J'ai toujours bien aimé ça, mais sans que ce soit non plus la musique que je préfère. C'est un peu comme le R&B des années 1990 : un style de musique où les 3/4 des morceaux sont beaucoup trop cheesy – avec d'horribles nappes de violon et tout – mais de temps à autre, une sorte de magie opère et le truc devient génial.

Les morceaux présents sur la tape datent de quand ?
Comme les Français ont toujours été à la bourre, ils ont fait du boogie deux, trois ans après les Américains. L'âge d'or du boogie devant se situer vers 1981 et 1982, je dirais que la plupart des morceaux du CD sont sortis aux alentours de 1985.

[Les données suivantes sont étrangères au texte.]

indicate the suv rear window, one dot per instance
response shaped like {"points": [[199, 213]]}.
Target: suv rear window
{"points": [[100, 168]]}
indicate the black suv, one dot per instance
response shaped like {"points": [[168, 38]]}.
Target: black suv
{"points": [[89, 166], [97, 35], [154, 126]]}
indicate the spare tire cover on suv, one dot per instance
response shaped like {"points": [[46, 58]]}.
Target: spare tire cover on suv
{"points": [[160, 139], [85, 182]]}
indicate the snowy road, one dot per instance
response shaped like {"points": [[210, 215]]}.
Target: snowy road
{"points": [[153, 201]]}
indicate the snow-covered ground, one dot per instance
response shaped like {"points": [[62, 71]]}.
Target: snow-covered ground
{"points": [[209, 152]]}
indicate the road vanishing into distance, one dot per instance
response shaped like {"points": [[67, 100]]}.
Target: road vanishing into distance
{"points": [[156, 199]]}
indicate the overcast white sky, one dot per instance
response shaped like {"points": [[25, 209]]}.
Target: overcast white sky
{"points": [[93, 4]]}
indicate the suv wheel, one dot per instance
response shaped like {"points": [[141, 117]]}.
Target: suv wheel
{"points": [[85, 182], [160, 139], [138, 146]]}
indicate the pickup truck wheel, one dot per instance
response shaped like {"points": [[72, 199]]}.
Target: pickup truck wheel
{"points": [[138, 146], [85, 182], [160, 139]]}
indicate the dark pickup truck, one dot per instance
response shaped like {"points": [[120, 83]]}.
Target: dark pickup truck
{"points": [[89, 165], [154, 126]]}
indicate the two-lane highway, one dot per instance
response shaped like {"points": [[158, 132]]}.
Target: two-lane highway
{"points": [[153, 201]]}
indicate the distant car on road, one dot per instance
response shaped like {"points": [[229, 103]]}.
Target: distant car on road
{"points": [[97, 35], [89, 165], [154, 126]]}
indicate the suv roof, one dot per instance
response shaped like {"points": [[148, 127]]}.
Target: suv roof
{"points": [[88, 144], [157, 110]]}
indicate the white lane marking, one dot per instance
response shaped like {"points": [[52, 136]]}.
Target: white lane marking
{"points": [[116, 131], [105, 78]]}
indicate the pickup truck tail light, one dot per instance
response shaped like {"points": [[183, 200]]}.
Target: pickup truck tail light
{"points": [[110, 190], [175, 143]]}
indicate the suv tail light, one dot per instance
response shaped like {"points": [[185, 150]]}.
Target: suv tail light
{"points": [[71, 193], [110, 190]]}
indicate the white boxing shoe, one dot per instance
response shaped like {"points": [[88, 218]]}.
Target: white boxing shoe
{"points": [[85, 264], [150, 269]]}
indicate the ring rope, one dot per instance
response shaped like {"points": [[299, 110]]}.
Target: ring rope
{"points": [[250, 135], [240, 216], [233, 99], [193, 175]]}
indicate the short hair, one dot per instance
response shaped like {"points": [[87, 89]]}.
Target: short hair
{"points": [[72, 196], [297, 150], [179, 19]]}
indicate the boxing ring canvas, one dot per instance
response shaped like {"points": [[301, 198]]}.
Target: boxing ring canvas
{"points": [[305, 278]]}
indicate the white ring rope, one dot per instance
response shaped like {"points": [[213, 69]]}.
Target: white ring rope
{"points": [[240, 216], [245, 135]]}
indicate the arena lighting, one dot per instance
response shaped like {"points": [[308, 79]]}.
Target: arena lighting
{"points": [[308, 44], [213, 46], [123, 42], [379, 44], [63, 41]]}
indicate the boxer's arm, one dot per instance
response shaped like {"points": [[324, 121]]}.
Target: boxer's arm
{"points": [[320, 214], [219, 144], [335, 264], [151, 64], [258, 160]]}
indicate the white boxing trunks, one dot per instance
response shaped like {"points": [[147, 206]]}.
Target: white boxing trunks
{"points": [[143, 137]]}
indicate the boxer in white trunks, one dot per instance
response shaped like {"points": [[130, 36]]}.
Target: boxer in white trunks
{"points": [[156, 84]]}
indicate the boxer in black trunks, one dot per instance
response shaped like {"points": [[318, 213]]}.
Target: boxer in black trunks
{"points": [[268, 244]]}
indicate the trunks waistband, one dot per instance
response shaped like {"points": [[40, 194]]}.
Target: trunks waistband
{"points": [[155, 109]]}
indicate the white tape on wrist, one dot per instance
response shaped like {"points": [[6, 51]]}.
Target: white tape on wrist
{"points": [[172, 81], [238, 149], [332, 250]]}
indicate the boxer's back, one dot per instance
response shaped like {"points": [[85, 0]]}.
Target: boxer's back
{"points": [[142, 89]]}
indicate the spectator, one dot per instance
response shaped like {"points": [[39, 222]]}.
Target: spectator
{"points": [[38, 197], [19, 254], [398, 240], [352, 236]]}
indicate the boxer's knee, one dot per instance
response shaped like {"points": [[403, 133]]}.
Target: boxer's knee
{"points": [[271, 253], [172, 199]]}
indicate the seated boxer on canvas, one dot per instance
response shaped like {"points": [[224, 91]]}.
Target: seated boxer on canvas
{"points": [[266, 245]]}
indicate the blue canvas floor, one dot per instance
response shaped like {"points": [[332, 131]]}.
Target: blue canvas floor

Malgré le délire « musique rare » d'une entreprise comme celle-là, la compile évite tous les clichés relou de la musique de crate digger.
Je suis devenu allergique à tout le folklore lié au crate-diggin mais il faut reconnaître que c'est exactement de cette manière que j'ai trouvé ces disques. C'était vraiment pas évident de mettre la main dessus, même sur le Net. Et surtout, la plupart de ces mecs étaient encore inconnus au moment où je m'y suis intéressé. Je me souviens être parti en caisse avec des potes pendant une semaine au cours de laquelle on a fait le tour de France des pires disquaires.

Ah, ah.
On s'est attardés sur ceux à qui les discothèques locales avaient revendu leurs stocks de vinyles. Sérieux, ce sont les seuls endroits où l'on peut trouver ce genre de trucs, « maxi funk spécial DJs », etc. C'est limite comme si ces disques n'étaient jamais sortis dans le commerce. Ça a été une semaine d'hôtels Formule 1, de kébabs et de blagues sur les provinciaux d'où l'on a ramené une grosse partie de la sélection présente sur Le Fric et le Sex. Plus plein d'autres disques infernalement mauvais achetés « au cas où ».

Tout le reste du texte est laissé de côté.